AI API Pricing Comparison (2026): OpenAI vs Claude vs Gemini Costs

Nicola Lazzari
AI pricing calculator interface comparing API model costs

Introduction

AI APIs are now widely used for chatbots, copilots, automation, and SaaS products. Most platforms charge based on tokens, meaning developers must estimate usage costs before building products.

The three main providers are OpenAI, Anthropic Claude, and Google Gemini. Their pricing models differ, and understanding those differences can significantly impact infrastructure costs. This comparison uses official pricing pages and documentation as of March 2026.


How AI API Pricing Works

Tokens are the unit of text that models process. Roughly, one token equals four characters or three-quarters of a word in English.

Providers charge separately for input tokens (what you send) and output tokens (what the model generates). Output is typically 5–10x more expensive than input because generation is computationally heavier. Cost is calculated as: token_count / 1,000,000 × price_per_1M_tokens.

Larger models cost more. Long responses increase cost. High-volume apps must carefully estimate token usage before scaling. Even when input prices look similar across providers, output prices and the share of output in your workload can shift monthly TCO dramatically.

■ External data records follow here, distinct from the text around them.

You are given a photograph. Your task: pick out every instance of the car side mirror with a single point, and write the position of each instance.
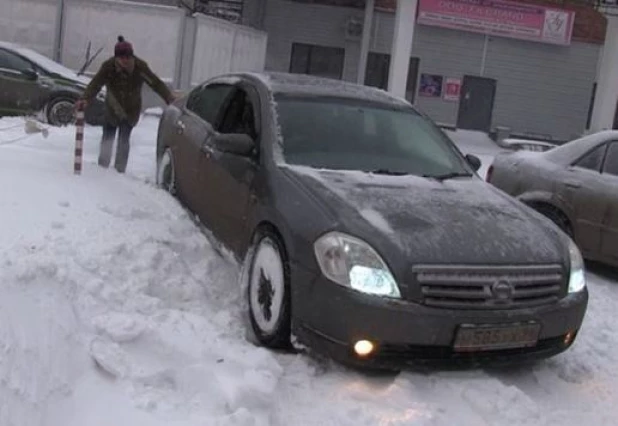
(234, 143)
(30, 74)
(474, 161)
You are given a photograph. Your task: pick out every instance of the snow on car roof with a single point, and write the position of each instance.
(570, 151)
(45, 62)
(278, 82)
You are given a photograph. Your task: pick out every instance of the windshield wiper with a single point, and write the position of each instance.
(450, 175)
(388, 172)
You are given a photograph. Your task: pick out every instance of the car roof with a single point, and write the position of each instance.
(572, 150)
(8, 45)
(308, 85)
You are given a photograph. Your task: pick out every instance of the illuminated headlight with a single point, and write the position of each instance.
(577, 278)
(352, 263)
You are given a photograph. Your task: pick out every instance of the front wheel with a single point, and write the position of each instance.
(269, 291)
(166, 174)
(61, 111)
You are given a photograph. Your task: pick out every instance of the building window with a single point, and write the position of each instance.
(376, 74)
(320, 61)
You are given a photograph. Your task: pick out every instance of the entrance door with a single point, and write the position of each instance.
(376, 75)
(476, 104)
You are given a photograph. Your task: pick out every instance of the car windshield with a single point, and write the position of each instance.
(334, 133)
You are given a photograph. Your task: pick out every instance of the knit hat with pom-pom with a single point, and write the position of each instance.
(123, 48)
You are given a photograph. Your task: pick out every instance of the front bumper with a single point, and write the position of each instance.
(330, 319)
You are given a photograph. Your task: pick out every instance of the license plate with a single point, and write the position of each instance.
(494, 337)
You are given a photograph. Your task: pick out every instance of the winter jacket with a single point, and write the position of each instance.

AI API Pricing Comparison Table

Official list prices (USD per 1M tokens) from provider pricing pages:

Provider Model Input (USD/1M) Output (USD/1M) Caching Notes
OpenAI GPT-5 $1.25 $10.00 cached $0.125 General purpose
OpenAI GPT-5 Mini $0.25 $2.00 cached $0.025 Budget option
OpenAI GPT-5.4 $2.50 $15.00 cached $0.25 Tiered for >272K context
Claude Opus 4.6 $5.00 $25.00 cache hit $0.50 Flagship reasoning
Claude Sonnet 4.6 $3.00 $15.00 cache hit $0.30 Cost/performance sweet spot
Claude Haiku 4.5 $1.00 $5.00 cache hit $0.10 High-volume tasks
Gemini 2.5 Pro $1.25 (≤200k) / $2.50 (>200k) $10 / $15 context + storage Tiered by prompt size
Gemini 2.5 Flash $0.30 $2.50 context $0.03 High volume, low latency
Gemini 2.5 Flash-Lite $0.10 $0.40 context $0.01 Lowest cost floor

OpenAI offers cached input (often ~10x cheaper) and a Batch API (50% off for non-real-time jobs). Claude has strong reasoning and prompt caching with cache-hit rates often 90% cheaper than fresh input. Gemini has a free tier, context caching with storage pricing, and tight Google ecosystem integration.


Real Cost Examples

Example 1 — Chatbot (100k messages/month)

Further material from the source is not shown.